We're starting to see some really good progress. Some short words are
starting to pop up, and lots of places where the correct word is pretty obvious.
For example, "TjAT" is clearly "THAT", so we know "j/H". And we see lots of
three letter words, starting with "T". The most common three-letter word
starting with "T" is "the", and we see lots of three-letter words with "T"

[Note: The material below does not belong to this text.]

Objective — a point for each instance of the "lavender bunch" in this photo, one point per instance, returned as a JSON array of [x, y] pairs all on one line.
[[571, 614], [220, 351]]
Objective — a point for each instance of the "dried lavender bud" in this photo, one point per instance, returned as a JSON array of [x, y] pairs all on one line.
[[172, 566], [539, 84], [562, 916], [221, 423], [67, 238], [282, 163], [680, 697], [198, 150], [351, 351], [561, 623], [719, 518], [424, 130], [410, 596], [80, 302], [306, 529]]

followed by "j"; if our guess that "j" encodes "H" is correct, that means that
"z" almost certainly encodes "E".
I cEfIcEc IT IS AqOvT TIxE TO START vd xt Okp qrOy. OpE THIpy THAT I HAaE pOTIfEc Ip xt TIxE qROkSIpy THE qrOyOSdHERE IS THAT THERE ARE A kHOrE rOT Om TERRImIf SfIEpfE qrOyS OvT THERE: ORAf, dHARtpyvrA, AETIOrOyt, evST TO pAxE A mEk. qvT THERE IS pOT pEARrt SO xvfH OvT THERE cEcIfATEc TO xATH - Apc Ip dARTIfvrAR TO THE xISvSE Om xATH. I THIpw THAT THAT IS A cAxp SHAxE, qEfAvSE Ip xt EodERIEpfE, OpE Om THE xOST frEAR kAtS Om IcEpTImtIpy A fRAfwdOT IS THROvyH xATH. pO xATTER THE SdEfImIf SvqeEfT, THE fRAfwdOTS ArkAtS EITHER AaOIc OR SfREk vd THE xATH. kHETHER IT'S THE "xERfvRt fAvSES AvTISx" mOrwS, THE aErIwOaSwIApS, fREATIOpISTS, ArT-xEcIfIpE svAfwS, REdvqrIfAp dOrrSTERS, OR SfIEpTOrOyISTS - tOv fAp ArkAtS REfOypInE THE fRAfwdOTS qt THEIR xATH. SO I Ax yOIpy TO cO xt qEST TO dROaIcE A aOIfE Om xATHExATIfAr SApITt - qOTH qt SHOkIpy kHAT'S kROpy kITH THE qAc xATH SrOd dvxdEc OvT qt THE rOOpIES, Apc qt SHOkIpy HOk yOOc xATH kORwS.
Looking very good. We can see from things like "OvT" that "v" is cipher for "U"; from "HAaE", we can guess that "a" is cipher for "V"; from "OpE", we can guess that "p" is cipher for "N".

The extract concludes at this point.